In what was described as its first bona fide layoffs, storage industry leader EMC today announced plans to cut its workforce by 4 per cent through the dismissal of about 1,100 employees during the next few weeks.

The company also said it will try to boost sales by increasing the number of its quota-carrying sales and systems-engineering positions, partly through a redeployment of several hundred workers who currently hold other jobs. In addition, EMC plans to reduce its use of consultants and contractors, rein in its travel budget and delay some planned facilities expansion projects.

The cutback moves come after the company twice reduced its business outlook, most recently warning last month that financial results for the year as a whole would be lower than expected. A week later, EMC reported a first-quarter showing in line with that warning, disclosing that profits totaled $US398.8 million -- up from $332 million in the same period of last year, but about 10 per cent less than analysts had predicted.

The upcoming layoffs will actually be the second round of job cuts at the company this year, following the dismissal of several hundred workers in February. However, EMC officials have described those dismissals as "performance management cuts" that were part of a stringent and ongoing employee review process at the company.

About three-quarters of the 1,100 layoffs will occur in North America, with 300 workers due to be let go from various groups at EMC's headquarters in Hopkinton, Mass. Most of the remaining job reductions will occur in Europe, the company said. The cuts will leave EMC with about 23,400 employees, about the same number that it had at the beginning of the year.

EMC said the workforce reduction will eliminate "redundancies and overlaps in certain field operations," reduce the size of several corporate departments and continue a reduction of the workers needed to support a "managed decline" of the Unix server business that the company bought as part of its 1999 acquisition of Data General Corp. The layoffs and employee redeployments will result in a second-quarter charge of about 1 cent per share, it added.

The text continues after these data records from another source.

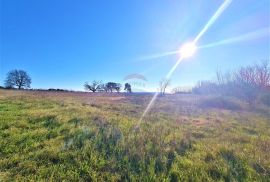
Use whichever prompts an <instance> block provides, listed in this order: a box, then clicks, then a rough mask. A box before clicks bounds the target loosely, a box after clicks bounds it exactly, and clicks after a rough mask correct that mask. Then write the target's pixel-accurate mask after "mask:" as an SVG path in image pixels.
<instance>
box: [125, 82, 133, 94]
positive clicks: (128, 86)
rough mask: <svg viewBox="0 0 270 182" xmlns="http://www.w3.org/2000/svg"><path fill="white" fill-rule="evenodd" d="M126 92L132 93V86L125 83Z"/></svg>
mask: <svg viewBox="0 0 270 182" xmlns="http://www.w3.org/2000/svg"><path fill="white" fill-rule="evenodd" d="M124 90H126V91H127V92H129V93H131V85H130V84H129V83H125V89H124Z"/></svg>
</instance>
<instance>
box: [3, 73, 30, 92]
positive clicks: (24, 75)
mask: <svg viewBox="0 0 270 182" xmlns="http://www.w3.org/2000/svg"><path fill="white" fill-rule="evenodd" d="M30 85H31V78H30V76H29V75H28V74H27V72H26V71H23V70H12V71H10V72H8V74H7V78H6V80H5V86H6V87H7V88H15V87H17V88H18V89H22V88H30Z"/></svg>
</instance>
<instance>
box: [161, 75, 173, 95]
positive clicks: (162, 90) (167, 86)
mask: <svg viewBox="0 0 270 182" xmlns="http://www.w3.org/2000/svg"><path fill="white" fill-rule="evenodd" d="M169 85H170V80H168V79H162V80H160V81H159V89H160V93H161V94H163V95H164V94H165V91H166V88H167V87H168V86H169Z"/></svg>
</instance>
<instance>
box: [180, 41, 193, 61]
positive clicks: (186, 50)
mask: <svg viewBox="0 0 270 182" xmlns="http://www.w3.org/2000/svg"><path fill="white" fill-rule="evenodd" d="M196 49H197V47H196V45H195V44H194V43H193V42H188V43H186V44H184V45H183V46H182V47H181V48H180V54H181V56H182V57H183V58H188V57H191V56H193V55H194V53H195V52H196Z"/></svg>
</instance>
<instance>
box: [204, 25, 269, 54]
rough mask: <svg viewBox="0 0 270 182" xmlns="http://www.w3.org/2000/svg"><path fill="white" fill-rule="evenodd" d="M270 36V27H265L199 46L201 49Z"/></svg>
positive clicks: (225, 44) (209, 47)
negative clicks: (232, 36) (239, 35)
mask: <svg viewBox="0 0 270 182" xmlns="http://www.w3.org/2000/svg"><path fill="white" fill-rule="evenodd" d="M267 36H270V28H269V27H267V28H263V29H260V30H257V31H254V32H249V33H246V34H244V35H240V36H237V37H232V38H228V39H224V40H221V41H217V42H213V43H210V44H206V45H202V46H200V47H199V49H204V48H212V47H216V46H221V45H226V44H231V43H236V42H242V41H249V40H253V39H258V38H262V37H267Z"/></svg>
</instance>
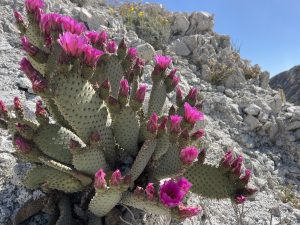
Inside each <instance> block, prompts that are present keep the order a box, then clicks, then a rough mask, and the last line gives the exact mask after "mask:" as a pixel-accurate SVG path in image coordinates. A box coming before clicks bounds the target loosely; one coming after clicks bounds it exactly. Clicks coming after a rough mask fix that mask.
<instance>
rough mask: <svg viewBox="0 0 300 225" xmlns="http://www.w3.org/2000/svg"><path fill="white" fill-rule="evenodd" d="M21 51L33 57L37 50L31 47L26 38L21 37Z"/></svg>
mask: <svg viewBox="0 0 300 225" xmlns="http://www.w3.org/2000/svg"><path fill="white" fill-rule="evenodd" d="M21 43H22V49H23V50H24V51H25V52H27V53H28V54H29V55H35V54H36V53H37V52H38V48H37V47H35V46H33V45H32V44H31V43H30V42H29V40H28V38H27V37H25V36H23V37H22V38H21Z"/></svg>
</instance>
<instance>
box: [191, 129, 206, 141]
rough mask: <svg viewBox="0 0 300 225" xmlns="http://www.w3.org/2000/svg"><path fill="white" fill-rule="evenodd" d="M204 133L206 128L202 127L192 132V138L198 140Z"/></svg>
mask: <svg viewBox="0 0 300 225" xmlns="http://www.w3.org/2000/svg"><path fill="white" fill-rule="evenodd" d="M204 135H205V130H204V129H202V128H201V129H199V130H197V131H196V132H194V133H193V134H192V138H193V139H195V140H198V139H201V138H203V137H204Z"/></svg>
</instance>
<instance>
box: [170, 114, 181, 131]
mask: <svg viewBox="0 0 300 225" xmlns="http://www.w3.org/2000/svg"><path fill="white" fill-rule="evenodd" d="M170 120H171V124H170V129H169V130H170V132H172V133H179V132H180V123H181V121H182V116H178V115H172V116H170Z"/></svg>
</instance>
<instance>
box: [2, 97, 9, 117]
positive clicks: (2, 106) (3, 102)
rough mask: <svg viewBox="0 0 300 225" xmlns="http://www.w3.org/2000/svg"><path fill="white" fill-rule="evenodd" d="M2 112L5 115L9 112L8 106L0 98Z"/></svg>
mask: <svg viewBox="0 0 300 225" xmlns="http://www.w3.org/2000/svg"><path fill="white" fill-rule="evenodd" d="M0 112H1V113H3V114H5V115H6V114H7V113H8V110H7V107H6V105H5V103H4V102H3V101H2V100H0Z"/></svg>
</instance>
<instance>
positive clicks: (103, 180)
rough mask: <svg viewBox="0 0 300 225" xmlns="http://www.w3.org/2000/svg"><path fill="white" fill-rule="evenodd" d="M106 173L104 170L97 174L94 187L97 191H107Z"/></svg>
mask: <svg viewBox="0 0 300 225" xmlns="http://www.w3.org/2000/svg"><path fill="white" fill-rule="evenodd" d="M105 176H106V174H105V172H104V171H103V169H99V170H98V171H97V173H96V174H95V179H94V187H95V189H106V185H107V183H106V180H105Z"/></svg>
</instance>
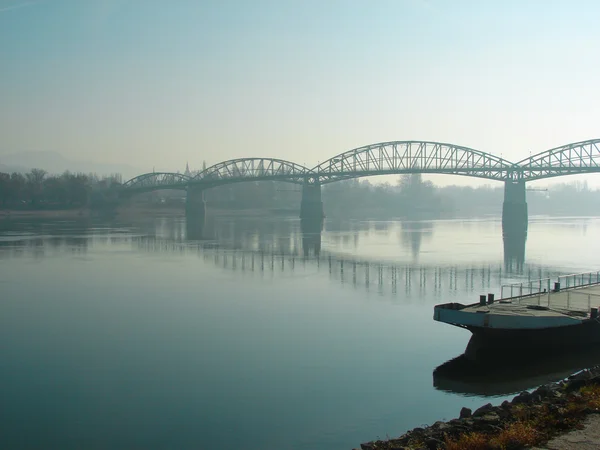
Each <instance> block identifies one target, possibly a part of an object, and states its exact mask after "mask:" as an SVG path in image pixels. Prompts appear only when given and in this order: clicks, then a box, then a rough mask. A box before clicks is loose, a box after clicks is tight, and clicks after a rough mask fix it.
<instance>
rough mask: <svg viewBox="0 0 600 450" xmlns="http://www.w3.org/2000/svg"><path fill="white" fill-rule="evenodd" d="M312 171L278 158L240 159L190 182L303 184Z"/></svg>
mask: <svg viewBox="0 0 600 450" xmlns="http://www.w3.org/2000/svg"><path fill="white" fill-rule="evenodd" d="M309 172H310V170H309V169H308V168H307V167H304V166H302V165H300V164H296V163H294V162H291V161H286V160H283V159H276V158H239V159H231V160H228V161H223V162H220V163H218V164H215V165H213V166H211V167H208V168H206V169H205V170H203V171H202V172H200V173H199V174H197V175H196V176H195V177H194V178H192V179H191V180H190V182H191V183H194V184H206V185H210V186H216V185H221V184H227V183H235V182H242V181H265V180H275V181H287V182H290V183H302V182H303V181H304V179H305V178H306V176H307V174H308V173H309Z"/></svg>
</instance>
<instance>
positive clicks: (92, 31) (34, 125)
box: [0, 0, 600, 181]
mask: <svg viewBox="0 0 600 450" xmlns="http://www.w3.org/2000/svg"><path fill="white" fill-rule="evenodd" d="M598 17H600V2H599V1H595V0H589V1H577V0H568V1H559V0H538V1H535V0H530V1H526V0H518V1H517V0H497V1H486V0H473V1H466V0H463V1H461V0H393V1H392V0H390V1H382V0H379V1H373V0H370V1H328V0H318V1H313V0H298V1H295V2H288V1H285V0H273V1H262V0H253V1H249V0H248V1H226V0H221V1H214V2H208V1H200V0H196V1H195V0H189V1H186V0H173V1H164V0H163V1H153V0H138V1H135V0H131V1H127V0H104V1H102V0H95V1H83V0H72V1H71V0H42V1H24V0H12V1H10V0H9V1H7V0H4V1H3V0H0V60H1V61H2V65H1V72H0V73H1V74H0V152H4V153H8V152H16V151H23V150H55V151H59V152H61V153H62V154H63V155H65V156H67V157H69V158H72V159H87V160H92V161H98V162H123V163H128V164H131V165H134V166H136V167H140V168H141V169H143V170H151V168H152V167H153V166H154V167H156V169H157V170H175V169H182V168H183V167H184V166H185V162H186V161H189V162H190V166H192V167H200V165H201V164H202V160H207V162H208V163H209V164H212V163H215V162H218V161H221V160H224V159H230V158H235V157H245V156H271V157H280V158H284V159H289V160H293V161H295V162H298V163H304V164H306V165H308V166H313V165H315V164H316V163H317V162H318V161H323V160H325V159H328V158H329V157H331V156H333V155H335V154H338V153H341V152H343V151H345V150H349V149H352V148H355V147H360V146H362V145H366V144H370V143H375V142H381V141H387V140H406V139H415V140H420V139H422V140H435V141H444V142H450V143H455V144H460V145H466V146H469V147H473V148H476V149H480V150H484V151H489V152H491V153H496V154H498V155H502V156H503V157H504V158H507V159H510V160H514V161H516V160H519V159H522V158H524V157H527V156H529V155H530V152H531V153H537V152H539V151H542V150H545V149H548V148H551V147H555V146H558V145H561V144H566V143H569V142H574V141H579V140H584V139H590V138H597V137H600V102H598V99H599V98H600V83H599V82H598V79H599V74H600V70H599V69H600V58H599V57H598V55H600V27H598ZM457 178H458V177H457ZM457 181H458V180H457ZM463 181H464V180H463Z"/></svg>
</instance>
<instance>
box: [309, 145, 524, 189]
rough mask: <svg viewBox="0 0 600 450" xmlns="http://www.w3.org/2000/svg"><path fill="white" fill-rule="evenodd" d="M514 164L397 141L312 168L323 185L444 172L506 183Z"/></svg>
mask: <svg viewBox="0 0 600 450" xmlns="http://www.w3.org/2000/svg"><path fill="white" fill-rule="evenodd" d="M514 169H515V167H514V164H513V163H511V162H509V161H506V160H504V159H502V158H499V157H497V156H494V155H491V154H489V153H485V152H481V151H479V150H474V149H471V148H468V147H462V146H457V145H452V144H446V143H442V142H428V141H394V142H382V143H379V144H372V145H367V146H364V147H359V148H356V149H353V150H349V151H347V152H344V153H341V154H339V155H337V156H334V157H333V158H330V159H329V160H327V161H325V162H323V163H321V164H319V165H318V166H316V167H315V168H313V169H312V172H314V173H315V174H316V175H317V176H318V177H319V179H320V181H321V183H322V184H325V183H332V182H334V181H339V180H343V179H349V178H357V177H362V176H371V175H382V174H402V173H442V174H454V175H464V176H474V177H479V178H487V179H492V180H506V179H507V178H509V174H510V173H512V172H513V171H514Z"/></svg>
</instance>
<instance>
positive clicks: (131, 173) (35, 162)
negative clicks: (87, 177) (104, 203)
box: [0, 151, 142, 180]
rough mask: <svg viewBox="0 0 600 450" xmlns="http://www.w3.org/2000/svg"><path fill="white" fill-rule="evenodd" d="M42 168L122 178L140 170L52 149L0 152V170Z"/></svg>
mask: <svg viewBox="0 0 600 450" xmlns="http://www.w3.org/2000/svg"><path fill="white" fill-rule="evenodd" d="M33 168H36V169H44V170H45V171H47V172H48V173H50V174H61V173H63V172H65V171H67V170H68V171H69V172H83V173H97V174H98V175H110V174H113V173H120V174H121V175H122V176H123V180H127V179H129V178H131V177H134V176H136V175H139V174H140V173H142V170H140V169H136V168H135V167H132V166H130V165H128V164H103V163H96V162H91V161H75V160H71V159H68V158H65V157H64V156H63V155H61V154H60V153H58V152H53V151H30V152H19V153H11V154H7V155H2V154H0V172H8V173H11V172H28V171H29V170H31V169H33Z"/></svg>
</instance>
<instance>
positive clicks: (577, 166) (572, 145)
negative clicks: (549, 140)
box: [516, 139, 600, 181]
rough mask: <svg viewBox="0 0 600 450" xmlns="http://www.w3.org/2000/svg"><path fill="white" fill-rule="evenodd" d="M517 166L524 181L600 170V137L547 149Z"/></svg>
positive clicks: (524, 161)
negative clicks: (549, 148) (598, 137)
mask: <svg viewBox="0 0 600 450" xmlns="http://www.w3.org/2000/svg"><path fill="white" fill-rule="evenodd" d="M516 166H518V167H519V171H520V172H519V176H520V178H521V179H523V180H524V181H533V180H540V179H543V178H550V177H557V176H561V175H576V174H584V173H594V172H600V139H590V140H587V141H581V142H574V143H571V144H567V145H563V146H560V147H556V148H553V149H550V150H546V151H544V152H541V153H538V154H536V155H533V156H530V157H529V158H525V159H524V160H522V161H519V162H518V163H517V164H516Z"/></svg>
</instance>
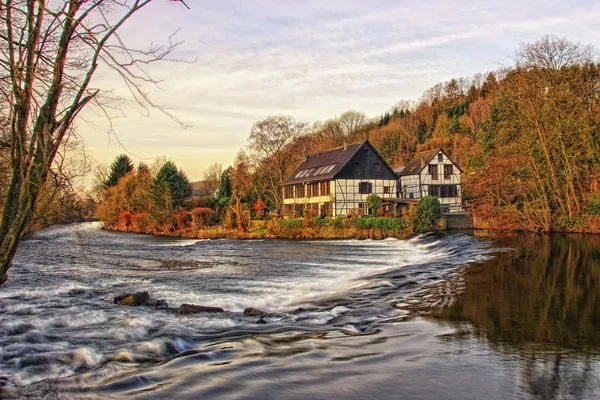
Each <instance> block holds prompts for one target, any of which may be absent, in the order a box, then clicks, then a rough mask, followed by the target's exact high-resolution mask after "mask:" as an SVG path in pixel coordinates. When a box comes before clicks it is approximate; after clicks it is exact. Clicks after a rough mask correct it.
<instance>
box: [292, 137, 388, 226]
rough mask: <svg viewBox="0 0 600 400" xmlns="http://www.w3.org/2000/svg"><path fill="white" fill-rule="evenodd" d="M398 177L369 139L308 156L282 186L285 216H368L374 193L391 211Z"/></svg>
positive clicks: (307, 156) (386, 206)
mask: <svg viewBox="0 0 600 400" xmlns="http://www.w3.org/2000/svg"><path fill="white" fill-rule="evenodd" d="M397 181H398V176H397V175H396V174H395V173H394V171H393V170H392V168H391V167H390V166H389V165H388V164H387V163H386V162H385V160H384V159H383V158H382V157H381V155H379V153H378V152H377V151H376V150H375V148H374V147H373V146H372V145H371V143H369V141H368V140H366V141H364V142H360V143H354V144H351V145H344V146H343V147H339V148H336V149H332V150H328V151H324V152H321V153H317V154H313V155H310V156H307V157H305V160H304V162H303V163H302V164H300V166H298V168H296V170H295V171H294V172H293V173H292V174H291V175H290V176H289V178H287V180H285V182H284V183H283V210H282V212H283V215H284V216H303V215H304V214H305V210H311V211H312V214H315V215H321V216H345V215H352V214H364V213H367V212H368V210H367V207H366V200H367V197H368V196H369V195H370V194H372V193H374V194H376V195H378V196H379V197H381V198H383V199H384V202H386V203H385V207H386V208H387V209H388V210H389V209H391V207H392V204H394V203H395V198H396V185H397Z"/></svg>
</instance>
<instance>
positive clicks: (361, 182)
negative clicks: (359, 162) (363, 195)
mask: <svg viewBox="0 0 600 400" xmlns="http://www.w3.org/2000/svg"><path fill="white" fill-rule="evenodd" d="M372 192H373V184H372V183H370V182H360V183H359V184H358V193H361V194H368V193H372Z"/></svg>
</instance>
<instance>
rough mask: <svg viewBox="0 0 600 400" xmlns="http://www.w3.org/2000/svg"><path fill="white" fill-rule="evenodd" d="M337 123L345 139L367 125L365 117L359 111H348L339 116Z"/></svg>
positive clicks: (350, 137)
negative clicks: (344, 137)
mask: <svg viewBox="0 0 600 400" xmlns="http://www.w3.org/2000/svg"><path fill="white" fill-rule="evenodd" d="M338 122H339V124H340V125H341V126H342V129H343V130H344V133H345V134H346V137H349V138H352V136H353V135H354V134H356V132H358V130H359V129H360V128H361V127H362V126H363V125H365V124H366V123H367V116H366V115H365V114H364V113H362V112H360V111H355V110H350V111H346V112H345V113H343V114H342V115H340V116H339V118H338Z"/></svg>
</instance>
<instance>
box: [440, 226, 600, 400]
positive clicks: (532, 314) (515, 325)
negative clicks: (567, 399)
mask: <svg viewBox="0 0 600 400" xmlns="http://www.w3.org/2000/svg"><path fill="white" fill-rule="evenodd" d="M495 239H496V240H497V241H498V242H499V244H500V245H501V246H503V247H507V248H512V249H519V250H515V251H507V252H504V253H500V254H498V256H497V257H496V258H494V259H492V260H490V261H488V262H485V263H481V264H477V265H474V266H473V267H472V268H470V269H469V270H468V271H469V272H468V274H467V275H466V276H465V282H466V290H465V292H464V294H463V295H461V296H459V298H458V299H457V302H456V304H455V305H454V306H453V307H450V308H448V309H446V310H444V311H443V312H442V313H441V314H440V316H439V317H440V318H441V319H442V320H450V321H453V322H454V323H457V324H459V325H462V326H463V327H464V328H466V329H468V327H469V325H471V326H472V327H474V328H475V329H474V331H473V332H472V334H473V335H474V336H476V337H478V338H480V339H482V340H486V341H487V342H488V343H489V344H490V345H491V347H492V348H494V349H496V350H498V351H500V352H502V353H504V354H507V355H509V356H511V358H512V357H513V356H516V359H517V362H516V363H511V365H516V366H517V368H518V369H519V370H520V371H519V375H520V377H521V379H522V382H521V387H522V390H523V391H525V392H527V393H529V394H530V395H532V396H534V397H539V398H544V399H546V398H548V399H555V398H565V397H566V398H582V397H583V396H585V394H586V393H588V394H589V393H590V390H591V391H594V389H592V387H595V386H597V385H598V381H599V379H600V376H599V375H600V362H599V361H600V236H583V235H581V236H574V235H553V236H547V235H545V236H540V235H526V234H508V235H506V234H502V235H498V236H497V237H496V238H495ZM469 323H470V324H469ZM469 330H470V329H469ZM469 336H471V335H469Z"/></svg>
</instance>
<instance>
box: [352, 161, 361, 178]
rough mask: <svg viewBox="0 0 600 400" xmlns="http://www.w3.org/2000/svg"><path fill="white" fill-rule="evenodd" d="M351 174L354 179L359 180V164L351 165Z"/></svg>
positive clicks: (359, 164) (358, 163)
mask: <svg viewBox="0 0 600 400" xmlns="http://www.w3.org/2000/svg"><path fill="white" fill-rule="evenodd" d="M352 174H353V175H354V177H355V178H360V164H359V163H354V164H353V165H352Z"/></svg>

Tony Prigmore, an analyst at Enterprise Storage Group, described the layoffs as a sensible response to the disappearance of numerous dot-com big spenders and the tightening of corporate IT budgets that's being driven by the weakened economy. "It's another validation that there's a softening in the [storage] business," Prigmore said.

But EMC's lower-than-expected results and the company's need to cut costs don't mean that users are shifting away from its top-dollar storage devices in favor of ones from rival vendors, Prigmore added. "The one thing about EMC is you don't have to worry about them returning to profitability," he said. "They're [still] outrageously profitable."

EMC spokesman Mark Fredrickson noted that the company said last month it would take action on the cost side because of the lowered business forecast. But EMC continues to predict revenue growth of 20 per cent or more for this year and expects to finish the year with about 1,000 more salespeople and systems engineers than it had in January, Fredrickson said.

In addition, EMC still plans to spend about $1 billion on research and development while "investing heavily" in its internal IT infrastructure and looking to hire additional workers in "several strategic areas," according to today's announcement. The company added that its own IT spending is due to increase by a double-digit amount this year.